Most Influential Event: More a constant, than an event, is the influential nature of James' parents' relationship. At a young age he noticed that their love was an unconditional one, and no matter how hard he tried not to notice, the passion of their gaze was something he was never quite able to understand beyond the fact that it was dangerous. Indeed, there were times that his mother and father seemed to be a united whole, no visible seam where one became the other. James always had an interest in ballet, but when he decided that those were emotions he was probably better off living without, he drove the same passion he had seen in his parents into his dancing. James grew used to losing himself in motion. The actions released the feelings he was too scared to admit to.
Sample Writing:
Dancing was James' passion.
It had been for years.

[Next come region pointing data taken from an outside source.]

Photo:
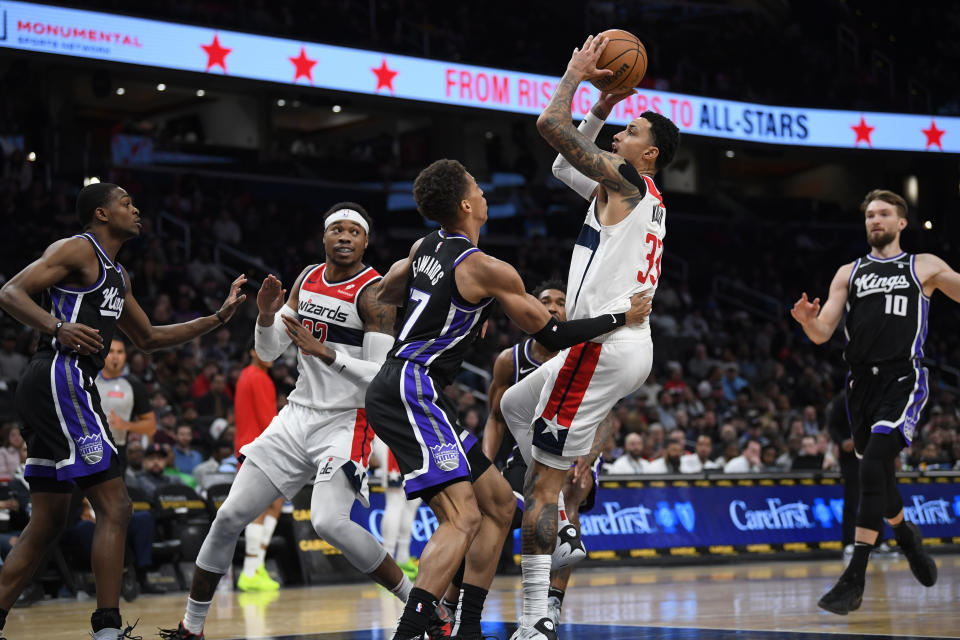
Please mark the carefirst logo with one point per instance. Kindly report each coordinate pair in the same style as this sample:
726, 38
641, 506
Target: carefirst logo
776, 515
869, 283
928, 511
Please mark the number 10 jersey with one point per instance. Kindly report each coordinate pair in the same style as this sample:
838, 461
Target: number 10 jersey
887, 312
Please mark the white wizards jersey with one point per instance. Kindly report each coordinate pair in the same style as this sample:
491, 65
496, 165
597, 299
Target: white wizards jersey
329, 310
611, 263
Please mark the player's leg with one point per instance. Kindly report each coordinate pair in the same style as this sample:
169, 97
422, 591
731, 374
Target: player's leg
330, 508
250, 495
459, 519
50, 502
113, 507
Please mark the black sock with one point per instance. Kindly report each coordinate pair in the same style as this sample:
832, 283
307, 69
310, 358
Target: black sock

From the days he remembered watching the graceful motion of the ballet dancers of Covent Garden Opera House, to the memories of spying Victor observing one of his classes in the academy. The other boy was never allowed to be there, which made it all so much more thrilling, really. He had felt unnerved slightly by Victor's gaze, the first time he crept into dance practice - but James had easily become accustomed. Now, it seemed, dancing without feeling the presence of his strange friend felt curiously lonely.
But of course, that was impossible. James was never lonely when he danced.
Because dancing was James' passion. Though not as a term of speaking, as the statement was actually rather literal. Every entrechat, or cabriole, or jete, was never something rehearsed or enforced. Each movement was more than that - it was an expel of the energy generated from thousands of thougths of feelings or passions that James was afraid to expel conventionally.
It is difficult to truly be real. Many people will think or believe or know what they feel - but that is thinking or believing or knowing, not feeling. Being real is feeling. Any boring nobody can understand how to think or believe or know, but it is near impossible to learn how to feel. Because whenever you think or you believe or you know, you're a lot of other people. But the moment you feel, you're nobody but yourself.
And to be nobody but yourself in a world which is trying unrentlessly to make you everybody else means to fight the hardest battle anyone could ever imagine fighting - and to never stop.
The dancing is real. And so the dancing is James' passion.